Kelimeler ve cümlelerle varoluş

Annie Ernaux; imgeler, fotoğraflar, dönemin gazete ilanları, filmleri, şarkıları ve siyasi gelişmelerinden hareketle toplumun hafızasında yer edinmiş, uçuruma sürüklenmiş bir kuşağın hikâyesini anlatıyor.

Şadi Erarslan  

Her insan doğar doğmaz, içinde doğduğu kültürün daha önce belirlenmiş gelenek ve görenekleriyle kuşatma altına alınır.
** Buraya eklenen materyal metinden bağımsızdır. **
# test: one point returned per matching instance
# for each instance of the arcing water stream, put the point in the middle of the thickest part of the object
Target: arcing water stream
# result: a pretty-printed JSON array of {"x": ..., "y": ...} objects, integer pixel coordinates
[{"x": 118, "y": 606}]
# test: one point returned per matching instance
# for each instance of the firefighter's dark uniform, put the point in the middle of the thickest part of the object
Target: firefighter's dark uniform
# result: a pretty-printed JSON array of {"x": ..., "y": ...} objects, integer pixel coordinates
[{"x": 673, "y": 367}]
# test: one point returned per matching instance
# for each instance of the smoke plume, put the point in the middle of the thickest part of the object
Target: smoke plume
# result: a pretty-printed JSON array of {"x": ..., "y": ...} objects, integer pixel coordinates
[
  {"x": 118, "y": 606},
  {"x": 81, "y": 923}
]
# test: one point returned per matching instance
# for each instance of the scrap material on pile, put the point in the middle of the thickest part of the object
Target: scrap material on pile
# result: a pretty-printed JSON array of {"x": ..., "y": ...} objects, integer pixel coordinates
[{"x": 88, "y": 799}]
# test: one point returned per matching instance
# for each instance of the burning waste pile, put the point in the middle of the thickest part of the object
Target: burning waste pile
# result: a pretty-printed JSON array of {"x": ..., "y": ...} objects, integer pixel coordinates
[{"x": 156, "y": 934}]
Yeni fikirlerin öneminin olmadığı, geleneksel bilgilerin sorgulanmadığı gerçeğiyle yüz yüze kalındığında ise bir yerden sonra gerçeklerimiz haline dönüşür bu. Geleneksel bilgilerin ve adetlerin dışına çıkmak neredeyse imkânsızdır. Sorgulanmaya başlanıldığında ise toplum tarafından dışlanma tehlikesiyle karşı karşıya kalmak mümkündür. Bu şekilde olması, içinde yaşadığımız kültürün hegemonyası altında olanın ötesine geçmemizi imkânsız kılar. Kendi düşünceleriyle kuşatılmamış her birey yaratıcılıktan düşer, kendini gerçekleştirme imkânı bulamaz.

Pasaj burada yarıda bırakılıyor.